Verder licht klager toe dat hij acht jaar en zes maanden gedetineerd is geweest. Inmiddels is klager in vrijheid gesteld. Er was inderdaad sprake van een openstaande strafzaak in verband met de verdenking van een nieuw strafbaar feit. Klager is 45
dagen
preventief gehecht in verband met deze verdenking. Klager is twee keer met verlof geweest, terwijl op dat moment al sprake was van de openstaande zaak. Daarna is klagers verzoek tot verlof steeds afgewezen en heeft hij geen verlof meer gehad. Hij heeft
hier heel veel last van gehad, omdat hij niets kon regelen voor zijn voorwaardelijke invrijheidstelling. Zijn v.i.-datum lag in februari 2012. Volgens klager is zijn v.i.-datum is door de openstaande zaak niet opgeschoven. Klager is dakloos, omdat hij
niets heeft kunnen regelen. Inmiddels is hij in Den Helder op vrijwillige basis met de reclassering bezig.
3. De beoordeling
Klager heeft verzocht om aanhouding van de behandeling van het beroep. De beroepscommissie begrijpt dat klager met name om aanhouding van de behandeling van het beroep heeft verzocht, omdat hij de directeur wil laten weten hoe ingrijpend de afwijzing
van de verloven voor hem is geweest. Hoewel de beroepscommissie hier begrip voor kan opbrengen, is de zitting hier niet voor bestemd. Nu de beroepscommissie zich voldoende ingelicht acht om het beroep te beslissen, wijst zij klagers verzoek om
aanhouding af.
Op grond van artikel 14, eerste lid, aanhef en onder b, van de Regeling komt een gedetineerde in aanmerking voor algemeen verlof wanneer - kort gezegd - hij ten minste een derde deel van de onvoorwaardelijke opgelegde straf heeft ondergaan en zijn
strafrestant ten minste drie maanden en ten hoogste een jaar bedraagt. Blijkens de toelichting bij dit artikel mag een gedetineerde om in aanmerking te komen voor algemeen verlof niet verwikkeld zijn in gerechtelijke procedures op grond waarvan de
oorspronkelijke ontslagdatum nog zou kunnen verschuiven. Om dit te kunnen verifiëren dient de directeur inlichtingen in te winnen bij de Justitiële Documentatiedienst en het Landelijk Coördinatiepunt Arrestatiebevelen.

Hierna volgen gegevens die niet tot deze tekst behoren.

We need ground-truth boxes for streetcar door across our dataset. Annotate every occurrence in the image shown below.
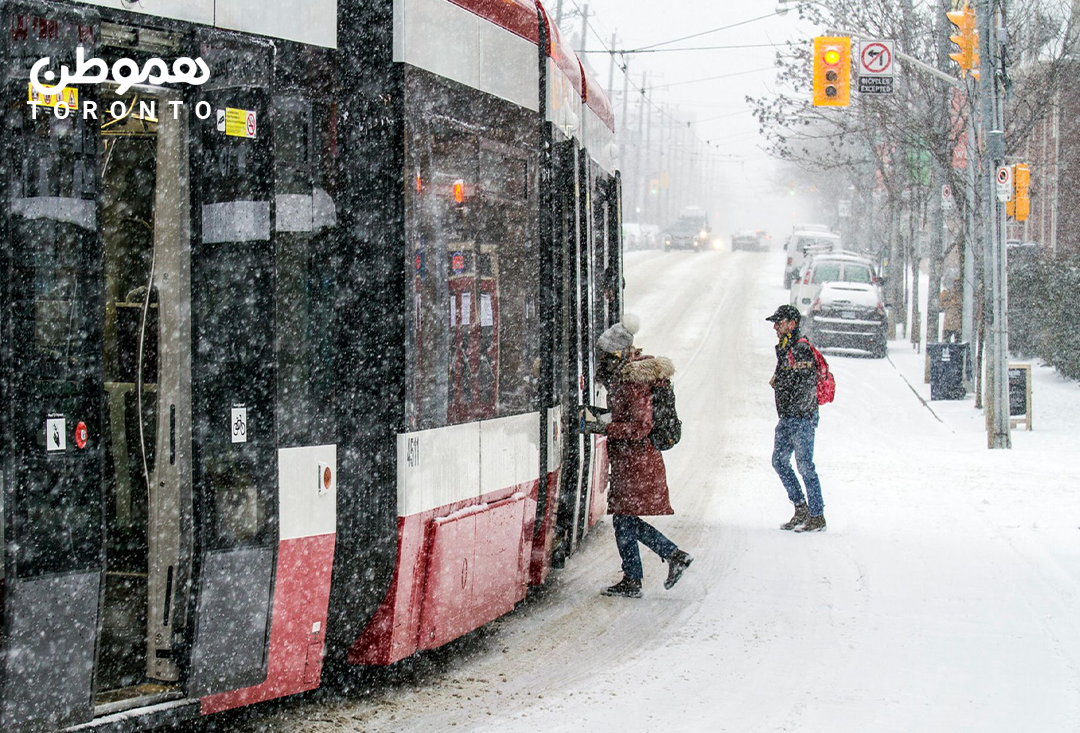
[94,72,191,715]
[0,3,104,733]
[552,140,585,557]
[188,31,278,696]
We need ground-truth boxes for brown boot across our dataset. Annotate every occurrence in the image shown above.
[780,502,810,529]
[795,514,825,532]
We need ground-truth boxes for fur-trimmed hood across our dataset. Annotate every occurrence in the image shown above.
[619,354,675,384]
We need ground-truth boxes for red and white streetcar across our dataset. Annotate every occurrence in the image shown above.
[0,0,622,733]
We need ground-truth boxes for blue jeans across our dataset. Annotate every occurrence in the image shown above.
[611,514,678,581]
[772,415,825,517]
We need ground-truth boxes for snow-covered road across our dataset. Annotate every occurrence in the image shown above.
[220,252,1080,733]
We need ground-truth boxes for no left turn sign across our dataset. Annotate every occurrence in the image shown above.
[859,41,893,77]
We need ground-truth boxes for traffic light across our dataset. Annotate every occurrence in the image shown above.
[813,36,851,107]
[945,1,978,79]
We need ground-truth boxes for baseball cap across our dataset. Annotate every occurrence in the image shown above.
[766,306,802,323]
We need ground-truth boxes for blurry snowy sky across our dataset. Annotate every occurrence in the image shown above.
[561,0,816,228]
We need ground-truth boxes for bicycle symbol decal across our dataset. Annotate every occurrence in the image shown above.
[230,407,247,443]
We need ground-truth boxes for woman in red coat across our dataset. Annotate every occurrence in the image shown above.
[586,315,693,598]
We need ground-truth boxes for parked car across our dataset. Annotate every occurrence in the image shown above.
[802,282,889,358]
[784,230,840,287]
[791,252,883,315]
[731,229,769,252]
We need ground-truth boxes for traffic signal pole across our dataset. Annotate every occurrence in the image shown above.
[975,0,1012,449]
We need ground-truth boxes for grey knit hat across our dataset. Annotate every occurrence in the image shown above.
[596,313,642,354]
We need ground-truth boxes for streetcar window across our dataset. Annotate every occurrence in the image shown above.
[480,148,529,200]
[4,97,102,576]
[406,96,541,429]
[274,95,339,447]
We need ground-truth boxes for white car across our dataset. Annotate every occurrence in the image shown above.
[802,282,889,358]
[791,253,882,316]
[784,230,840,287]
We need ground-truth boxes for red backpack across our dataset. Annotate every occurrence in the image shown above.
[787,338,836,405]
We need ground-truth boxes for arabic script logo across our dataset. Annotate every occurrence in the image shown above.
[30,46,210,95]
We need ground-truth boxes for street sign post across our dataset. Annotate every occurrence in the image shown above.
[859,39,895,94]
[996,165,1012,203]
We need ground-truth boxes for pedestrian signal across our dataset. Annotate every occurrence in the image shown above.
[813,36,851,107]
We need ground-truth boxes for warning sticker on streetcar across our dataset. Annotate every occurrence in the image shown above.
[26,84,79,109]
[45,417,67,452]
[225,107,258,137]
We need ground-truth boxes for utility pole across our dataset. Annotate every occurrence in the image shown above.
[975,0,1012,449]
[631,73,651,223]
[609,33,616,99]
[960,117,978,347]
[578,2,589,54]
[619,56,630,142]
[923,0,953,384]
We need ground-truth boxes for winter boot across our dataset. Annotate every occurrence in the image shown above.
[795,514,825,532]
[780,502,810,529]
[664,549,693,591]
[600,576,642,598]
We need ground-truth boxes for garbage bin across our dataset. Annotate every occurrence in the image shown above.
[927,343,968,399]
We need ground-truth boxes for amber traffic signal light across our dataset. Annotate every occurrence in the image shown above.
[1005,163,1031,221]
[945,2,978,79]
[813,36,851,107]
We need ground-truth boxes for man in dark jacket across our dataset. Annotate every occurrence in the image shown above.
[766,306,825,532]
[585,315,693,598]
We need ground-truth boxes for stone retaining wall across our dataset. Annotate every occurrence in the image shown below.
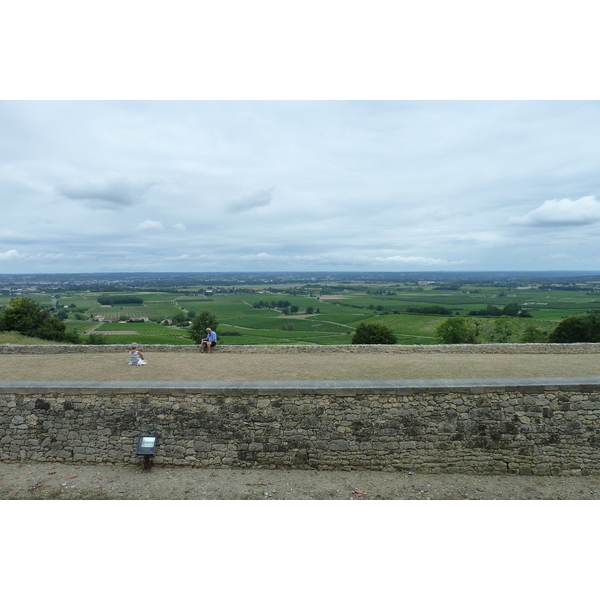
[0,343,600,354]
[0,380,600,475]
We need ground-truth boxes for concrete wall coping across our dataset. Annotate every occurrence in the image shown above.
[0,377,600,396]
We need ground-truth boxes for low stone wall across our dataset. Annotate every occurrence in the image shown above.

De directeur heeft klagers verzoek om algemeen verlof op 12 mei 2011 afgewezen in verband met een openstaande zaak. Blijkens de toelichting bij artikel 14 van de Regeling had de directeur dienen te onderzoeken of klagers v.i.-datum door de openstaande
zaak nog zou kunnen verschuiven. Daarbij had bij het parket dat belast was met de behandeling van de openstaande zaak informatie kunnen worden ingewonnen (vgl. onder meer de uitspraak van de beroepscommissie van 19 juli 2011 met nummer 11/1884/GV). Nu
niet gebleken is dat de directeur enig onderzoek heeft verricht naar de vraag of de openstaande zaak zou kunnen leiden tot een verschuiving van klagers v.i.-datum, is de beroepscommissie van oordeel dat de afwijzing van klagers verzoek om algemeen
verlof als onredelijk en onbillijk moet worden aangemerkt. De beroepscommissie zal het beroep van de directeur dan ook ongegrond verklaren en de uitspraak van de beklagrechter bevestigen, met wijziging van de gronden.
4. De uitspraak
De beroepscommissie verklaart het beroep ongegrond en bevestigt de uitspraak van de beklagrechter met wijziging van de gronden.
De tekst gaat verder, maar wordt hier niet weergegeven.